Link About This: Latest Web Picks from Mickie

TALL TALES

www.sjquiltmuseum.org
www.abeecd.com

The first link above takes you to the current exhibitions at the San Jose Museum of Quilts and Textiles, where Earthly Paradise: Memory, Myth, Metaphor, an exhibition featuring large-scale work by A Bee, is currently at the top of the list. 

A Bee is actually the dynamic duo of Carrie Houseman & Darka Novoselic–who are SDA members.

Because you can’t really get a sense of the immense scale of their pieces from the one illustrated on the museum site, the second link is to the A Bee website, where you can see another installation shot at the end of their gallery of fantastic images. They describe their work as “21st century fairy tales to be suspended from girders, i-beams and trusses.”

The show will be up at SJMQT until May 1, 2011–along with 3 other fiber shows.

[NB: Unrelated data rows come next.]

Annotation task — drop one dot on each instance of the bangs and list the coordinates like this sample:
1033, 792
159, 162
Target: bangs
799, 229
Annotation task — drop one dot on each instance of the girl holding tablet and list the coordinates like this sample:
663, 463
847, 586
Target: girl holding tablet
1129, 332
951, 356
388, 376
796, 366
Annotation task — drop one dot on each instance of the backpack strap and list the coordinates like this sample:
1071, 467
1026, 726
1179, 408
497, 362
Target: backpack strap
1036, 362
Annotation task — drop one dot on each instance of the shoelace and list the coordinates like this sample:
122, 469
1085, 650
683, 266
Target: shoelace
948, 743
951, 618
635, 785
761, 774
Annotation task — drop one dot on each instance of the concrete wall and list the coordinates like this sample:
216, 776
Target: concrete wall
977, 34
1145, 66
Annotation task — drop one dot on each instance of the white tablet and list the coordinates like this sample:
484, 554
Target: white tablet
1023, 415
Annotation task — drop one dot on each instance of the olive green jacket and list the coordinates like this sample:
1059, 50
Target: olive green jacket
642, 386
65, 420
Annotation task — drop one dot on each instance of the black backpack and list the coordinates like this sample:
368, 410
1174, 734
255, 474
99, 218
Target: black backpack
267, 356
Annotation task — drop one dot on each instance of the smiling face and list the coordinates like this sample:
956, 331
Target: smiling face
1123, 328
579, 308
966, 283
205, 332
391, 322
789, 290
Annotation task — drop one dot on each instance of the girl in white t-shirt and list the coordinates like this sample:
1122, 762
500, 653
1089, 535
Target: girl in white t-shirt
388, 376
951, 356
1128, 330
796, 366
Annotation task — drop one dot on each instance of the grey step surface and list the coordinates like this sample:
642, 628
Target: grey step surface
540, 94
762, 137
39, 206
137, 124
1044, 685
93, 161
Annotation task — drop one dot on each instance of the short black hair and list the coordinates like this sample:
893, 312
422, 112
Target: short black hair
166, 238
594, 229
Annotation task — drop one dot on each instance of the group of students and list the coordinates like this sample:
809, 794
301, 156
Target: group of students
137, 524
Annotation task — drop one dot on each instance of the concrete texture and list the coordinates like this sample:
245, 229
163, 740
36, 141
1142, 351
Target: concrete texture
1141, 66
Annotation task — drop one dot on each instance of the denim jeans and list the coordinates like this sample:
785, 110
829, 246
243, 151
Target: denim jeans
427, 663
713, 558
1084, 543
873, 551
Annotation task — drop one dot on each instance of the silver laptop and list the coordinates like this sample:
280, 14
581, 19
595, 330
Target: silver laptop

WHAT’S GOLDEN AND TAKES A MILLION SPIDERS?
www.fastcompany.com/blog/

www.amnh.org/exhibitions/spidersilk

Simon Peers, a British art historian/textile expert, and Nicholas Godley, an American fashion designer, are the subjects of this article in Fast Company magazine from October 2009. The blog post has a link to a 3-minute video about a truly incredible textile woven from spider silk–specifically the silk of more than a million Golden Orb spiders in Madagascar. It was on display at the American Museum of Natural History (NYC) in 2009 and was covered by Threads magazine, ScienceNews Web edition and even the Martha Stewart show, but somehow I missed them and thought some of you might have as well. The color of the garment is the natural gold of the spider silk (and I was also pleased to read in the New York Times that the welfare of the spiders was taken into consideration).

A recent posting on the NPR website includes another video featuring Nicholas Godley and showing interesting details about the Golden Orb spiders (and then going on to talk about how scientists are doing creepy transgenic experiments to produce super-strong fibers).

For more press coverage, check out the Simon Peers/Nicholas Godley website at www.godleypeers.com

CREATIVE EXHIBITIONS: European Textile Shows & Teaching Videos
www.twistedthread.com

Twisted Thread is the website of Creative Exhibitions, a company that puts on several major textile events for the public in the UK.  Most notably amoung them is the Festival of Quilts, which they describe as the leading quilt show in Europe. It is organized with the support of the Quilters Guild of the British Isles and will take place in August 11 – 14, 2011, in Birmingham.

Creative Exhibitions also do the Knitting and Stitching Show in October in London. Both shows have links on the home page, but I would especially like to direct your attention to their Film Theatre in the menu at the upper left. They have more than 20 videos there, divided roughly into quilt- or stitching-oriented. A few of them are short “previews” for DVDs that they sell, but many are demonstrations of various techniques or artists’ accounts of the thinking behind their work.

FIBER DOWN UNDER:
The Australian Forum for Textiles Arts
www.tafta.org.au

The web site for TAFTA, the Australian Forum for Textile Arts, has several items of interest. From the home page, click on the FORUMS link to check out the conference to be held next fall. Be sure to go down the list of teachers–each of which has a link to terrific photos of their work.

TAFTA also has a magazine, the Textile Fibre Forum. Follow this link to issue #96 from 2009, then go down to the bottom for Wendy Golden’s article on shoes (each of the three pages is a separate PDF). For more on the maker of shoes at right, check out thereseflynnclarke.blogspot.com

NEEDLEWORK GALORE
needleprint.blogspot.com

This is a beautiful web site!  Needleprint: Opening Up the World of Needlework for You has links to all sorts of wonderful things.  The link above goes to an older post that features the show Inlaid Patchwork that was at the Austrian Folk Art Museum in 2009-10. This technique – cloth intarsia or cloth mosaics – is quite different from intarsia as a knitting technique. It is described as “special forms of inlaid patchwork employing fulled, non-fraying wool offcuts abutted (not seamed) which are joined by almost invisible, tiny stitches on the reverse.”

There are several examples here and you can see another piece from that show–from the 17th century with lots of close-ups–here: embroidery.racaire.at

Be sure to click back to the home page to see the latest features on this lovely site.

__________________
Mickie McCormic
is a fiber artist specializing in image transfer who has been involved with SDA for over ten years. She lives in southern Oregon and teaches workshops there and at the Mendocino Arts Center (CA).